Question to the Department for Business and Trade:
To ask the Secretary of State for Business and Trade, pursuant to his Department’s press release entitled Reforms to make it easier for overseas companies to move to the UK, published on 25 March 2026, what safeguards will be in place to prevent companies relocating to the UK to avoid regulatory or legal obligations in their original jurisdiction.
Under current proposals set out for public consultation, re-domiciled companies will retain all criminal and civil liabilities, and all contracts, debts and other obligations, to which the re-domiciling body corporate was subject immediately before re-domiciliation.
To successfully re-domicile, companies will need to provide proof of de-registration in the departing jurisdiction within 60 days of registration in the UK. It is expected that the departing jurisdiction will satisfy itself that the body corporate has met any existing jurisdiction-specific liabilities that need to be met prior to approving its exit and de-registration.

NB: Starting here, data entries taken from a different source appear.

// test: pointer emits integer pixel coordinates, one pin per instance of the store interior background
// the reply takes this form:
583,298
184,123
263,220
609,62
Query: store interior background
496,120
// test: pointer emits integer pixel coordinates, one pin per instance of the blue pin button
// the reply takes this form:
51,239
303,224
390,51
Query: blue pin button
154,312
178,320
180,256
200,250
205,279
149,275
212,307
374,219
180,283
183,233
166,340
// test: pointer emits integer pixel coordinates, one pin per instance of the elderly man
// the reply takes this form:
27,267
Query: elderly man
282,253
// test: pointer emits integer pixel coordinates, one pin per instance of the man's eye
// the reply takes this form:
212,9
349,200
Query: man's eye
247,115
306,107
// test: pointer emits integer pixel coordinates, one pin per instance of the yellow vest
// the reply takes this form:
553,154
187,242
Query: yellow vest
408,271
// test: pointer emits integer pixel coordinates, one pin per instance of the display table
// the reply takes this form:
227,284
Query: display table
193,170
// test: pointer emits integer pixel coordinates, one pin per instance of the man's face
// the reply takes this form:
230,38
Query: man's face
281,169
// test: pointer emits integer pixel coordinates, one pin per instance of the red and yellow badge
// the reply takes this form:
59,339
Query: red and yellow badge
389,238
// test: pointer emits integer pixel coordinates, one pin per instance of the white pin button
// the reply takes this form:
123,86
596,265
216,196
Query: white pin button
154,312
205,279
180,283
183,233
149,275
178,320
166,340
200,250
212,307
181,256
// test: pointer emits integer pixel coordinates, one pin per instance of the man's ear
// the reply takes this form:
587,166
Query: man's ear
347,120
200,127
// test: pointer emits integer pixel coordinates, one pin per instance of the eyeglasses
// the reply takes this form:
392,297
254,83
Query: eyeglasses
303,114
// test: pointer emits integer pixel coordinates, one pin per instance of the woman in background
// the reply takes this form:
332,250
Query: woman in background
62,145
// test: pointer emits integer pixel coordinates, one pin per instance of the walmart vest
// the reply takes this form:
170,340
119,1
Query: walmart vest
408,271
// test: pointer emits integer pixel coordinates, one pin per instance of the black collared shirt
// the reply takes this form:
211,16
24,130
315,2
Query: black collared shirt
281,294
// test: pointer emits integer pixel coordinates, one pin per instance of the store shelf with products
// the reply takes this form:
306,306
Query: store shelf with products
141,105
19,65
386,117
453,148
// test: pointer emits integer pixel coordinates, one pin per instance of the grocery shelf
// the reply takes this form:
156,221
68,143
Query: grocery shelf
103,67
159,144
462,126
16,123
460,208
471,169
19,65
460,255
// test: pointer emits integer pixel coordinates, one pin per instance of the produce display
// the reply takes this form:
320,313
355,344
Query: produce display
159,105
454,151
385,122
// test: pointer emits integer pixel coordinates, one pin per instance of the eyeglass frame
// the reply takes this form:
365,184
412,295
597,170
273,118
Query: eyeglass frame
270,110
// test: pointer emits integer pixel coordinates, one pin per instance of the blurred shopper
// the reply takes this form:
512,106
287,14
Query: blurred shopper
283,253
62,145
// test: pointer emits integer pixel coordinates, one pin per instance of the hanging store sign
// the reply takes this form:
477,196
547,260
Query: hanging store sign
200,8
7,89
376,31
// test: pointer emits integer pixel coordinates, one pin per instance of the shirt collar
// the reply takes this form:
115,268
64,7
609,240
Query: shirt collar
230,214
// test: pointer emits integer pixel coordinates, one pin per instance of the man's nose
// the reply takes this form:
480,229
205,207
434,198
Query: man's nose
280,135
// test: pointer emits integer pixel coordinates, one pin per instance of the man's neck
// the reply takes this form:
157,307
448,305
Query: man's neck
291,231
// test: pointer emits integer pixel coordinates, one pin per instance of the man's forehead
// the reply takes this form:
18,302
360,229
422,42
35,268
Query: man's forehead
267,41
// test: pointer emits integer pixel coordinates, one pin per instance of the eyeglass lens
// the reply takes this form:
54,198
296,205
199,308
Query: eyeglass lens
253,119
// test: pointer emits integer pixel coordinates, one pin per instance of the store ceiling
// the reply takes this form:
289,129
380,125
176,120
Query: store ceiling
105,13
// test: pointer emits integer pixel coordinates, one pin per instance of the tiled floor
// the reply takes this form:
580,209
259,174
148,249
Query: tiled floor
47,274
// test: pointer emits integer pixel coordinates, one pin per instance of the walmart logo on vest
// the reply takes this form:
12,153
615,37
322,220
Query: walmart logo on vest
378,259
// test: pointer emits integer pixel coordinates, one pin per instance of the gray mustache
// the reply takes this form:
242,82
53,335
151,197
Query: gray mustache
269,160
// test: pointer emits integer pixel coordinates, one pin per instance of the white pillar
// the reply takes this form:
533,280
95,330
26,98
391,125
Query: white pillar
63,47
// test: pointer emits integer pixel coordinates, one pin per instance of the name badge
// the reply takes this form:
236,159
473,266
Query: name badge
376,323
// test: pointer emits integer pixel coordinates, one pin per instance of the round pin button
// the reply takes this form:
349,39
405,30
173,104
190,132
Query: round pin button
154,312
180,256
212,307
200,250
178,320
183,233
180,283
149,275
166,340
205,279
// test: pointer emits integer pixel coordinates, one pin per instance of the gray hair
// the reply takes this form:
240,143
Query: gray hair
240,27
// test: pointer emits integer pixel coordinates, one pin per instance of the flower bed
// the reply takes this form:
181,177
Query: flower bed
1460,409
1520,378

Companies must also confirm in their application that any authorisation or other action required by the departing jurisdiction has been given or will have been given on re-domiciliation and that the body corporate is not prevented from making the application because it is subject to a restriction on applying with an offence for making a false or misleading statement in the application.
Once a body corporate has re-domiciled to the UK, it will be treated in the same way as a company originally incorporated in the UK . This includes relevant new requirements introduced by the Economic Crime and Corporate Transparency Act 2023, such as confirming that future activities will be lawful and for the proposed directors and persons of significant control to have their identities verified.